Sydney Harbour Bridge: CNC Laser to Router Conversion 6 ~ 2D Exporting to PartWorks

Partworks, which came with my ShopBot Desktop that I’ve made lots of videos with here on CNCKing.com, is a great program for getting the Sydney Harbour Bridge model files ready for CNC table routing. Unlike a laser, the table router needs to know what parts are inside and outside and the movements and sequence of cuts must be outlined ahead of time as the physical contact of the spinning bit will affect the output quality you produce.

You’ll notice some pieces don’t have a dogbone, the reason for this is that sometimes my vectors aren’t closed properly from their originals within Autodesk’s 3DS Max. This happens every once in a while and isn’t a big deal as even if I have a square inside corner to these pieces, the bit will make it rounded by default anyhow. Sometimes though, you end-up with a piece looking like the above picture – it prevents you from adding dog bones which means if you cut the piece as/is, it will have rounded inner corners which don’t work very well for interlocking parts as it prevents the piece from going all the way down onto the bottom of a part. The solution in this case is to select a node from the left menu and hover over the line, once you see a small squiggly line, you press “l” on your keyboard and it fixes the issues.

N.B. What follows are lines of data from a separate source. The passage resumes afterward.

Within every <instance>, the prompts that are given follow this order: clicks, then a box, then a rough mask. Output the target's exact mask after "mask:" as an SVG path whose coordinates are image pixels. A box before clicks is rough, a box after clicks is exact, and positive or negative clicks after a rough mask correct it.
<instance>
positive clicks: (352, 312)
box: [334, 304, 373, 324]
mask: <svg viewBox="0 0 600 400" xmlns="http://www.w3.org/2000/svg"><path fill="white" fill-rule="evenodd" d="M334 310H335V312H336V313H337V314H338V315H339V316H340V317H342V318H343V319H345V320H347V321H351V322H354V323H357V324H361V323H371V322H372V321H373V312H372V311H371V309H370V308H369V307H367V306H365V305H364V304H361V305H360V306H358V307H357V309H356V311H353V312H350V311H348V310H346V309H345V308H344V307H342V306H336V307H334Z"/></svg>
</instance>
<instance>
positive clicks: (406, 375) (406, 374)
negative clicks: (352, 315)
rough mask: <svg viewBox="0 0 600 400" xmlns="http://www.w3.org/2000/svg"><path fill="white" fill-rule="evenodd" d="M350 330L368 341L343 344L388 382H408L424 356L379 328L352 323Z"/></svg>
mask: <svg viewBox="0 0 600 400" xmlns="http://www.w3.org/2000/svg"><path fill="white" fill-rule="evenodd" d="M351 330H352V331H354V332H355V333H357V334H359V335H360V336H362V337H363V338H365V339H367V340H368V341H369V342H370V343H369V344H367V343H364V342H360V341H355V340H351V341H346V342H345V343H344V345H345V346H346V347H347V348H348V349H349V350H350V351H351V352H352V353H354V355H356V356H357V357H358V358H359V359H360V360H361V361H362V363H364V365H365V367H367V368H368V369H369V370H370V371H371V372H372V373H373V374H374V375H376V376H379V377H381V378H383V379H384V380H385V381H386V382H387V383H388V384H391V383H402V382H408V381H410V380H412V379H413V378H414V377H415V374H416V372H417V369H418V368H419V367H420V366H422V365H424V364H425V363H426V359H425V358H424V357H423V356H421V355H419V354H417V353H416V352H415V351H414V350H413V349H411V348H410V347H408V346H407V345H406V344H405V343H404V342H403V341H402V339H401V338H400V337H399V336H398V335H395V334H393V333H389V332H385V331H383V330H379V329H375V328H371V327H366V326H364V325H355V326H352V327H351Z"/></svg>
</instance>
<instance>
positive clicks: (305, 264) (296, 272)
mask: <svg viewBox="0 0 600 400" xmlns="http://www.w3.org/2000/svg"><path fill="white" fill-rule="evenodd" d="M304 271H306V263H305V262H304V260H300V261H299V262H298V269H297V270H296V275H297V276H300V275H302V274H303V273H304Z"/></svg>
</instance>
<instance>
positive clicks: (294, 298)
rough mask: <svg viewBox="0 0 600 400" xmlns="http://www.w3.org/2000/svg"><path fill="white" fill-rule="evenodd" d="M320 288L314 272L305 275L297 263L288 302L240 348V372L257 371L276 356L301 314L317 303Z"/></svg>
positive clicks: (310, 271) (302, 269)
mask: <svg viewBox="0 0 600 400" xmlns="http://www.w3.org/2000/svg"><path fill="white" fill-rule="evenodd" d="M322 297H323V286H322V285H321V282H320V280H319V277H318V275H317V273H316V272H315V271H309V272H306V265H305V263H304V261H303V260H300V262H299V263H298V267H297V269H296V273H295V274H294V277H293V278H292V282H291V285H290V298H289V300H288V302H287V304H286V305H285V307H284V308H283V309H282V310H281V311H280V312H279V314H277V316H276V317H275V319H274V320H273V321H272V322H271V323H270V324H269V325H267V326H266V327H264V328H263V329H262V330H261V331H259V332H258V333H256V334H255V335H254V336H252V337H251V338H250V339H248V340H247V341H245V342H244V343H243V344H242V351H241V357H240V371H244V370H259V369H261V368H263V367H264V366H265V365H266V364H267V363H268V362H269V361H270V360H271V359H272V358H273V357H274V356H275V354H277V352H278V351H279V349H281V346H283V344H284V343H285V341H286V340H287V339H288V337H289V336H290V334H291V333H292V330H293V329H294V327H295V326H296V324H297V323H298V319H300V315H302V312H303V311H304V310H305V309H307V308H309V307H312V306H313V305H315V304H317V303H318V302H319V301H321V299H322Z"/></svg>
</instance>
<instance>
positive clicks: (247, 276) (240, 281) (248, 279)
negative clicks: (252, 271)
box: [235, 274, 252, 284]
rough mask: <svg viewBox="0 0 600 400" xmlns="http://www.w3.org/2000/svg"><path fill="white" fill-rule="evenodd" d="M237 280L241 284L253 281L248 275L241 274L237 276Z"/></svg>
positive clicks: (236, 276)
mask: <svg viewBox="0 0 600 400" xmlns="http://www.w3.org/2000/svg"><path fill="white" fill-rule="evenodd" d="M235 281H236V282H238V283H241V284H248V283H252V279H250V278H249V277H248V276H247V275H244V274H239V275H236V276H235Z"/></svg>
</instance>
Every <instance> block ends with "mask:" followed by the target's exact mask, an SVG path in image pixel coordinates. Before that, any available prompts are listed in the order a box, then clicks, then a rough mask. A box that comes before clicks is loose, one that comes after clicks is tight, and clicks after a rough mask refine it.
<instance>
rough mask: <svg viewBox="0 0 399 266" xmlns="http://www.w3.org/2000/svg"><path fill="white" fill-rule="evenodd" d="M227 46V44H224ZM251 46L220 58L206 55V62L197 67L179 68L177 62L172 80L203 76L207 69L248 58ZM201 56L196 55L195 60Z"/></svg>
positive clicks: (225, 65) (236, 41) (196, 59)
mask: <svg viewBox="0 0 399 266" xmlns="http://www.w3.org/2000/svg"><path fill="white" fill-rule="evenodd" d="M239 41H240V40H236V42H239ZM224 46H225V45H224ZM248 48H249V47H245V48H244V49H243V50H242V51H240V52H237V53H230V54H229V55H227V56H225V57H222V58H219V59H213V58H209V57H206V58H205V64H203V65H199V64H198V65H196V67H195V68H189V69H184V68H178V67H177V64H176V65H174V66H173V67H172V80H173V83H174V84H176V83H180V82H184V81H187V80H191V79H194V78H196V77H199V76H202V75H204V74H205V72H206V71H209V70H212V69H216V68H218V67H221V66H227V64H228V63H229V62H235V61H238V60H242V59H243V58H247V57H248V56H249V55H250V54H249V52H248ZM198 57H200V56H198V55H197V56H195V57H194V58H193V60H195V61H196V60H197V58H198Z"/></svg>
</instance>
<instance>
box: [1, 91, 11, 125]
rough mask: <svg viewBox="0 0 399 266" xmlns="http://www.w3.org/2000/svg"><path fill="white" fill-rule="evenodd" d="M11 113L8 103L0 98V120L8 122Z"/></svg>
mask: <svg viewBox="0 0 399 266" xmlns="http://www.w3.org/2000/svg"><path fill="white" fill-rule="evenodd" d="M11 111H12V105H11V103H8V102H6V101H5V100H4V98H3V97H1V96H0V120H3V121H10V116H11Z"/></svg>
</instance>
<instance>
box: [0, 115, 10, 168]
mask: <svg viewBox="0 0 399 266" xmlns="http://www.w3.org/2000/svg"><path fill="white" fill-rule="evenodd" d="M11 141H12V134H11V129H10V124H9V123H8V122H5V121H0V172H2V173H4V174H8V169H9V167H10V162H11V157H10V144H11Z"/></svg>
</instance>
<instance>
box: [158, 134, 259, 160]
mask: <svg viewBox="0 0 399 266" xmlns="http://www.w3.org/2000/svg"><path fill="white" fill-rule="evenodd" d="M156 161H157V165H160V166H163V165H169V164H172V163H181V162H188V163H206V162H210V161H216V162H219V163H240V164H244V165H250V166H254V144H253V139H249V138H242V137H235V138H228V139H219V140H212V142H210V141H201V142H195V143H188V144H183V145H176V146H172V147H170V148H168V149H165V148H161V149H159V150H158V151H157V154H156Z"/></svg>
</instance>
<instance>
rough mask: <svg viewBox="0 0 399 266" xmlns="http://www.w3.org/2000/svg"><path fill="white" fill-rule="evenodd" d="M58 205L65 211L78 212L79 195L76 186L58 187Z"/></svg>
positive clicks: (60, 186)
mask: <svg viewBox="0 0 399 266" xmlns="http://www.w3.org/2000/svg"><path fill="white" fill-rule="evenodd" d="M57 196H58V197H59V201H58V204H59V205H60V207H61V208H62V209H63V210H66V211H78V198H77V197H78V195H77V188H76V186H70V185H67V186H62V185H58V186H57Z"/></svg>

As you can see, the result in this case was a piece that looks like it has been chewed-up to look like dog bones – hence the name. I really should have made this Sydney Harbour Bridge model even bigger but in this case, it’s the first time I index a project and wanted it to go in halves and not thirds – as there is a smaller likelyhood of something going wrong in my measurements. Regardless, the model still looks great and these parts will still be plenty strong. The great part about having your own CNC table router and lots of material is that you can always go back and scale a drawing up further to make it bigger using this workflow. I’d just change the grids to “2” instead of “4” I used in this project and go through all the steps again.

This model is now optimized to be cut – I need to duplicate this board twice (one for each side of the Sydney Harbour Bridge). There are a few pieces that are of concern, such as the “H” shape as the material is thin so what I’ll do add a few more to the board in case they are cut. Also, the little windows in the towers might be too small. I did forget to optimize a few shapes – do you see them?

The next step after the Sydney Harbour Bridge model pieces are optimized is adding screw holes – this prevents my CNC table router from going over screws (if I put them randomly on the board) as there is no way to see the paths on an empty board. Add more screws than not enough.

Partworks is a great program and it allows me to do a “virtual CNC table router test” which will help me isolate further issues but before we do that, we need to create tool paths to tell the router which parts are inside, outside and which are pockets. We can also define the order and position of the initial plunges but the default settings are so good for my application, I don’t worry about it. What I did here was select the outside parts and chose a bit so the ShopBot will know this critical information to generate the G-Code from for the Sydney Harbour Bridge model.

I’ve now selected the inside toolpaths, as you can see, the calculations for the outside toolpaths is already done (you can see the arrows going along the outside edges of all the shapes). Here I filled information to tell the ShopBot Desktop to cut on the inside (as opposed to the outside) of the pieces.

Now that the inside and outside parts are figured-out by the software, I’m left defining the screw holes – I don’t want these to go all the way through, only 1mm into the board and I’ll see the position (my board is 6mm remember). Again, the purpose of screw holes is to define where I put the screw and nothing else… I don’t want to weaken the board by going too deep.